Think about your storage fabrics, load balancers, gateways … all redundant & independent to allow no service affecting maintenance.

If you do not have a solution & practices in place that keep your business running during maintenance people might avoid it. As a result you might suffer down time that’s classified as buggy software or unavoidable hardware failure. But there is another side to that medal, the good old saying “if it ain’t broke, don’t fix it”. On top of that even hardware maintenance requires care and needs a plan to deal with failure; it to has bugs and can go wrong.
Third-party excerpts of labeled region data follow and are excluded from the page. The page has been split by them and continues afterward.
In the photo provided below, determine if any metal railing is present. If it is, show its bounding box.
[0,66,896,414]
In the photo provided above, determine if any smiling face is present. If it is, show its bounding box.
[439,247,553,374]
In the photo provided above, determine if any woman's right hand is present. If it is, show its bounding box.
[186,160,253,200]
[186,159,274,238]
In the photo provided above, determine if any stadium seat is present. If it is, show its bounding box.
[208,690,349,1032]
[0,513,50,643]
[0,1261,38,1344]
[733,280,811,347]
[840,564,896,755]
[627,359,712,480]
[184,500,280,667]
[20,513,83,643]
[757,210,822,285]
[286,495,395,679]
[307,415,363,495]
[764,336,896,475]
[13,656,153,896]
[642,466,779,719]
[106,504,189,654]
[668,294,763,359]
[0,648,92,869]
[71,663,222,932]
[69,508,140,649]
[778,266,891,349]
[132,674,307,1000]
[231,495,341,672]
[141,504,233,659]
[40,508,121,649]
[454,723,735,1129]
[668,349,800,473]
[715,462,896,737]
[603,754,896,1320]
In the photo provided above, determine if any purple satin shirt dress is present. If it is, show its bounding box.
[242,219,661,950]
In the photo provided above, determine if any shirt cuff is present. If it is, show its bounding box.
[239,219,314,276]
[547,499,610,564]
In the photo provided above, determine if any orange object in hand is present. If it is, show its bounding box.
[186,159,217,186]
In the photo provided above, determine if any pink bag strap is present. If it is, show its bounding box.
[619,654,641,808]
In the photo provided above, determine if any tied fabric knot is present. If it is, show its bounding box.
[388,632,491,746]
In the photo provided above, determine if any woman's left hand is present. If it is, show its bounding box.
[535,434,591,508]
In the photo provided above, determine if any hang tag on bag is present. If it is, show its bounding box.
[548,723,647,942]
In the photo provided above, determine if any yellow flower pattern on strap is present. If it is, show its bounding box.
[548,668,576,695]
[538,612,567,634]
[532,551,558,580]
There is a lot of noise about the “hero” culture or IT Ops and a “cowboy mentality” with system administrators. Partially this is supposed to be cultivated by the fact they get rewarded for being a hero, or so I read. In my experience that’s not really the case, you work at night or through the night and have to show up at work anyway and explain what went wrong. No appreciation, money or anything.  Basically you as an admin pay the price. There is no over time pay, on call remuneration or anything. Maybe it’s different but I have not seen many “hero cultures” in real life in IT Ops (as said we pay personally for our mistakes or misfortunes). Realistically I have the perception that the“cowboy culture” is a lot more rampant at the white collar managers  level. You known when they decide to buy the latest and greatest solution du jour to fix something that isn’t caused by existing products or technology. When it blows up it’s an operational issue. Right? Well, don’t worry, the cloud will make it all go way! Cloud. Sure, cloud is big and getting bigger. It brings many benefits but also drawbacks, especially when done wrong. There are many factors to consider and it can’t be done just like that. It needs the same care and effort in analysis, design, architecture, deployment as all other infrastructure. You see it’s not just operational ease where the benefit of cloud lies but in the fact that when done right it allows for a whole different way of building & supporting services. That’s where the real value is.

So yes that’s why we do architecture and why we design with a purpose. So we can schedule regular maintenance.  So we can minimize or even avoid any impact. On premises we build solutions that allow this to be done during office hours and can survive even a failed firmware upgrade. In the cloud we try to protect against cloud provider failure. You might have notices they to have issues.

Cowboys? Hero culture? No me, site resilience engineering for the win!